AMY J. BARRY, Special to the Day
It all began 16 years ago when a group of local artists decided to get off the fence - or perhaps stay on it - and do something different. They had decided to display their work on old snow fences, and the Fence Show Artists were born.
Next, the artists needed to find a venue to show their artwork. They began by setting up fences in the Old Lyme A&P parking lot during the town's annual Midsummer Festival, which attracts throngs of visitors and brought them many admirers and buyers.
After several years, the Old Lyme Inn offered to host the Fence Show Artists on its grounds during the festival, where the art exhibit remained through the summer of 2011.
"We started with 10 or 12 people (exhibiting) and have had as many as 36," recalls founding member Richard Christofferson of Guilford. "All different artists are welcome. They come from as far away as Brooklyn (Conn.). It's a very independent, loosely-formed group."
There is a $35 fee to enter the show, but no commission is taken by a gallery or art center-all proceeds from sales go to the individual artists. The group owns six 50-foot fences which they erect the night before the event. Artists then hang their own work on a 10-foot section.
"There aren't many venues where you can show a lot of your work at the same time," notes Dick Traskos of Mystic. "This is an avenue to show 12 or 30 or more of your pieces at a time."
"There's a lot of freedom; it's really nice, you get to pick out your own work," adds Renni Ridgeway-Korsmeyer of Old Lyme. "People love it. They come back all the time. It's wonderful interaction with the community."
"It's so simple to put up our work on fences," says Elizabeth Van Wazer of Essex. "People look forward to it and come back looking for us each year."
Artists work in a variety of mediums-oil, acrylic, watercolor, pastel, pen & ink, collage and photography.
"It's an interesting group," says Pam Carlson of Essex. "People paint flowers, landscapes, animals, en plein air."
Carlson says the work is predominantly representational, although abstract artists have shown their work over the years.

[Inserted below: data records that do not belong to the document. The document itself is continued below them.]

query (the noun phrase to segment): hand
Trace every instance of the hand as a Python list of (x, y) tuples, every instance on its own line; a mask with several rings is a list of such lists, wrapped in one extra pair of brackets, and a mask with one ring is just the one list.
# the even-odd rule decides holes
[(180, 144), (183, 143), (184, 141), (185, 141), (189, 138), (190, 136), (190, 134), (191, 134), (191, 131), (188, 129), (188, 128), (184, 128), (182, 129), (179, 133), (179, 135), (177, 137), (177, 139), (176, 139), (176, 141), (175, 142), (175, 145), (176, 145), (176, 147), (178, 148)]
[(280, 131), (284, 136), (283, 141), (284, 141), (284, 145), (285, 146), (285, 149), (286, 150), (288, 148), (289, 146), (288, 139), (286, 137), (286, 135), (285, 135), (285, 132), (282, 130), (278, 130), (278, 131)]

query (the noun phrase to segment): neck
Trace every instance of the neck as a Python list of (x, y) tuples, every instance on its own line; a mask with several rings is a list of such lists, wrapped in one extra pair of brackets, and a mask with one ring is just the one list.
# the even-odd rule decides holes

Although art may not be a vocation for most Fence Show Artists, they say that it's a passion for all of them and note that many have taken classes privately, at Lyme Art Association, Lyme Academy College of Fine Art and Mystic Art Center, while some have traveled abroad with painting groups.
The Fence Show Artists created quite a following over the years, but it seemed like their good fortune had come to an end when the Old Lyme Inn was sold and the artists weren't invited back. Homeless, they began searching out new digs.
Peggy Traskos points out that it's never rained in the eight years she's been exhibiting, and this year torrential rains hampered the Midsummer Festival. In fact, long-time members concur that it's never rained in all 16 years they've been exhibiting.
The Essex Art Association (EAA) agreed to rent the artists space for a show in its gallery next month-"so our patrons know that we're still here," Carlson says.
It will be a smaller show, hung on the walls, but artist Claudia Van Ness says the artists plan to put up a piece of their iconic fence, so synonymous with the group, in front of the EAA.
Meanwhile, the artists received some welcome news. The owner of a piece of private property across from the Bee & Thistle Inn has agreed to let the Fence Show Artists exhibit there at next year's Midsummer Festival.
It's a pretty good bet the weather will cooperate.